Composting is nature performing a magic trick: take what is generally deemed waste and, voila, transform it into what’s considered black gold by gardeners.
Well, maybe it’s not done in a flash, but it is a pretty slick turnaround. It’s one of the best means communities have of reducing waste and it’s encouraging to see a giant step in this regard from one of the region’s universities.
Mount Allison University in Sackville, N.B., has set up two industrial-size composters, capable of turning an estimated 60,000 kilograms of food waste from the cafeteria annually into about 20,000 kg of compost. As a bonus, the finished product is used as a soil adjunct around the campus, including to help grow some vegetables.
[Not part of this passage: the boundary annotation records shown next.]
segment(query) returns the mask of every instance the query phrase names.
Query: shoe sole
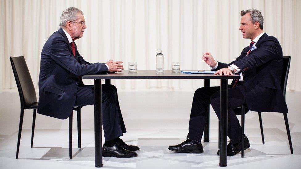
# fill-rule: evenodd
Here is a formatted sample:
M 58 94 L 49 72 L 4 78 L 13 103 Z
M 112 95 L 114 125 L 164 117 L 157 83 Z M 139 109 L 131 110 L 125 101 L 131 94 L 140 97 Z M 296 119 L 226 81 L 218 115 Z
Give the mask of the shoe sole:
M 192 150 L 192 151 L 177 151 L 177 150 L 172 150 L 171 149 L 170 149 L 169 148 L 168 148 L 168 149 L 170 150 L 171 150 L 173 151 L 175 151 L 175 152 L 177 152 L 177 153 L 202 153 L 204 152 L 204 150 Z
M 130 158 L 131 157 L 137 157 L 137 156 L 138 156 L 138 154 L 137 155 L 132 155 L 131 156 L 127 156 L 126 157 L 123 156 L 117 156 L 117 155 L 115 155 L 112 153 L 104 153 L 103 152 L 102 152 L 102 156 L 105 157 L 116 157 L 117 158 Z
M 246 145 L 246 146 L 245 146 L 244 149 L 244 151 L 245 150 L 246 150 L 248 149 L 249 147 L 250 147 L 250 143 L 249 143 L 249 144 L 247 144 Z M 233 156 L 233 155 L 236 155 L 237 154 L 238 154 L 239 153 L 239 152 L 240 152 L 241 151 L 241 150 L 240 151 L 238 151 L 238 152 L 237 152 L 237 153 L 236 154 L 231 154 L 231 155 L 229 155 L 228 154 L 228 153 L 227 153 L 227 156 Z M 217 155 L 220 155 L 219 153 Z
How’s that for a lesson in waste management, full circle from food waste to food production, along with great visuals. With any amount of luck, even students not directly involved will absorb this principle.
Many people in rural areas know this lesson first-hand and their gardens and fields have been benefiting from compost for decades, in fact, centuries.
We’re fortunate in our communities, towns included, to have the green bin system in place, since not every household has the space to set up a compost system at home. As the province continually moves to cut down on waste going to landfills, it’s a huge piece of the strategy.
Such pickup is fairly simple at typical households. But as we’ve seen recently, challenges are encountered when it comes to apartment buildings, businesses, restaurants and such.
Most people want to help in this regard – based on the premise that no one wants a landfill in their backyard. Plus, strict requirements make today’s landfills costly – meaning a tax burden as new ones are constructed.
This project at Mount A provides not only first-hand experience for those using it, but a model for composting on an institutional scale.
How to compost should be second nature for everyone, rural and urban.